Nadine: Can I call you Dr Amp?
And is this romance between Dr Jacoby and Nadine? Or what approximates the stirrings of it, as he recalls seeing her seven years previously, looking for a potato on the floor of the supermarket. There was a big storm that day, apparently. Anyway, this one may not go anywhere, much like Dr Amp’s circular broadcasts (“Thanks to you, I’m starting to shovel myself out of the shit”)…
… and the TV show Sarah Palmer is watching on a seriously deranged alcoholic loop (“And now it’s a boxing match again”). Is this a very obvious comment on the perma-inebriated state, or is there something else going on, complete with signature Lynch electrical sound effects? Probably both. I kept expecting some really weird shit to transpire, the scene dripping with pregnant menace, but instead with get teased some more.
Audrey: I feel like I’m somewhere else. Have you ever had that feeling, Charlie?
Audrey: Like I’m somewhere else and I’m someone else. Have you ever felt like that?
Charlie: No, I always feel like myself. And it may not always be the best feeling.
Audrey: Well, I’m not sure who I am, but I’m not me.
Charlie: This is Existentialism 101.
Audrey: Oh, fuck you! I’m serious.
I wouldn’t say Audrey isn’t still acting the bitch this week, exactly, but she’s clearly got some screws missing which makes her a touch less unsympathetic. On the other hand, I found Clark Middleton hilariously deadpan as Charlie, and I’d like to see him interacting with more of the show’s iconic characters. Get him out and about. Audrey still wants the lowdown of his phone conversation with Tina, and she’s all conflicted about going to the Roadhouse. Most indecipherable is the end of their conversation, and the title of the episode:
Charlie: Wow, are you going to stop playing games, or do I have to end your story too?
Audrey: What story is that Charlie? Is it the story of the little girl, who lived down the lane? Is it?
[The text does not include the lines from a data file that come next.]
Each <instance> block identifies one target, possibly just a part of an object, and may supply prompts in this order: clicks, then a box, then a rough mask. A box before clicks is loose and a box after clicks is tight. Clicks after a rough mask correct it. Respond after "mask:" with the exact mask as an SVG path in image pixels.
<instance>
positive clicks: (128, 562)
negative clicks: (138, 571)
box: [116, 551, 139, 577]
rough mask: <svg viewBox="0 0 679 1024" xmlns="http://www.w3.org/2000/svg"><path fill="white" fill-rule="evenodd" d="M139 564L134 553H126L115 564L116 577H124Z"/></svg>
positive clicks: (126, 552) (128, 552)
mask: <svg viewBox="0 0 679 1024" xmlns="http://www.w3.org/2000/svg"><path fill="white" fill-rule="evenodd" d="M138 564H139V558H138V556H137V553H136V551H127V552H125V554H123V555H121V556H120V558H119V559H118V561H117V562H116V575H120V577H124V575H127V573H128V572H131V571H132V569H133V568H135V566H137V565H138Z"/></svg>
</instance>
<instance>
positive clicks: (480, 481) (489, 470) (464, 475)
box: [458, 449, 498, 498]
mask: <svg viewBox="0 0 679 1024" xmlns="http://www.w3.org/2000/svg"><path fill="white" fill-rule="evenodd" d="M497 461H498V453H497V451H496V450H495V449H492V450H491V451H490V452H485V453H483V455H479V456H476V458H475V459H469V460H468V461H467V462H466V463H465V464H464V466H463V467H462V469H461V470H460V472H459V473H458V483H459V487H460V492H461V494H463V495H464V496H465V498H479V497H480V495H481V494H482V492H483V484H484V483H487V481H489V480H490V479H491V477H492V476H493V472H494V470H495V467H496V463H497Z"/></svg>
Well, is it? Ed had me feeling for him, and so did old James Silk Hurley, hitting those impossibly high Smurf notes with an encore of Just You that Renee (Jessica Szohr) seems to think is just for her. At least, she’s responding that way. An episode so satisfying, Lynch even pulls off a solid toilet gag when Anthony disposes of his poisoned coffee (“That bad, huh?”). 3.13 gets five stars. It’s that good.